The Centers for Disease Control and Prevention estimates about 300,000 athletes each year suffer a concussion. But that number may be even higher, say doctors. If you ask players if they’ve had a concussion, only about 10 percent say yes. However, if you ask about specific symptoms of concussions, the reports are higher, sometimes up to 40 percent higher among football players. With concussions, it’s very rare for a kid to be knocked unconscious, for instance. More often, a child who is concussed will complain of “seeing stars” or feeling woozy. Other signs of a concussion include nausea, dizziness, headaches, irritability and a general complaint of not feeling well. Although concussions can’t always be prevented, players can do things to lessen their chances, doctors say: • Make sure players use properly fitting equipment. • Make sure they wear all mandated equipment, especially mouth guards, even in soccer. • Make sure they do not return to play until they are cleared by a physician to do so; repeat concussions are no-nos. If you think a player has suffered a concussion, remember this: When in doubt, sit them out — until symptoms subside.
There are many different kinds of growth plate fractures in young athletes. Although some are more complicated and involve different treatment than others, it is important to understand that all fractures are serious and require appropriate medical attention. Fortunately, the same growth plates that make breaking something more likely than spraining something also allow kids to often heal a broken bone better than most adults. Healing can be very rapid for children, and once the fracture heals, they can resume their normal activity without restriction.
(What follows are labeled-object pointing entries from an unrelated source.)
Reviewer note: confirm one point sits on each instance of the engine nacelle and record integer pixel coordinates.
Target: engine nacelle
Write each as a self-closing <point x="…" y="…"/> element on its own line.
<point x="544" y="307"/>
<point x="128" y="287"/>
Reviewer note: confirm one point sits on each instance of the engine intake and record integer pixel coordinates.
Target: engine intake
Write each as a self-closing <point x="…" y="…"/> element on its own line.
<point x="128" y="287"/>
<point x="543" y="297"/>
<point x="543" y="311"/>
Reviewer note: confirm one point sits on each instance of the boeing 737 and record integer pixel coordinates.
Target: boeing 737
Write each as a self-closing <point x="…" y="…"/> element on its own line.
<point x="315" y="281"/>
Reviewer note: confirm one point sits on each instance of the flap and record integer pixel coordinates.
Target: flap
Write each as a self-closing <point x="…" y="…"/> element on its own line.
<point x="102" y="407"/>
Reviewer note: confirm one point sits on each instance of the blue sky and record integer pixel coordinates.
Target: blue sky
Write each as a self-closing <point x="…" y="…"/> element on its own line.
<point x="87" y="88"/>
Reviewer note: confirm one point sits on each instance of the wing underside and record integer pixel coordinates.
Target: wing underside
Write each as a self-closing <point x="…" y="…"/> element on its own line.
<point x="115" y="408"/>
Active young athletes are likely to have issues with their feet as they are growing and placing stress on them at the same time. The most common issue kids have is called Sever’s disease, a condition of the growth plate of a child’s heel which causes injury to the heel bone itself. The foot grows to its full size faster than any other part of the body, and the heel can become less flexible. During the early stages of puberty (girls 8 - 10 and boys 10 - 12), kids are most susceptible to heel issues which can occur at the same time. It’s diagnosed when squeezing at the back of the heel causes pain. Orthotics can help alleviate pain during sports participation, and anti-inflammatory medications can be used to alleviate pain. Stretching can also be helpful.
Likeliest Sports Injuries
Injuries can happen to any child playing sports, and some sports have their own sets of most common injuries: Basketball: sprains, strains, bruises, fractures, dislocations, cuts, injuries to teeth, ankles, knees. Football: bruises, sprains, strains, pulled muscles, tears to soft tissues such as ligaments, broken bones, internal injures (bruised or damaged organs), concussions, back injuries; knees and ankles are the most common injury sites. Baseball: soft tissue strains, impact injuries that include fractures caused by sliding and being hit by a ball. Soccer: bruises, cuts and scrapes, headaches. Track and field: strains, sprains, scrapes from falls. Gymnastics: sprains and strains of soft tissues.
Treat Injuries with “RICE”
Rest: Reduce or stop using the injured area for at least 48 hours. If your child has a leg injury, he may need to stay off of it completely. Ice: Put an ice pack on the injured area for 20 minutes at a time, four to eight times per day. Use a cold pack, ice bag or a plastic bag filled with crushed ice that is wrapped in a towel. Compression: Ask your child’s doctor about elastic wraps, air casts, special boots or splints that can be used to compress an injured ankle, knee or wrist to reduce swelling. Elevation: Keep the injured area elevated above the level of the heart to help decrease swelling. Use a pillow to help elevate an injured limb.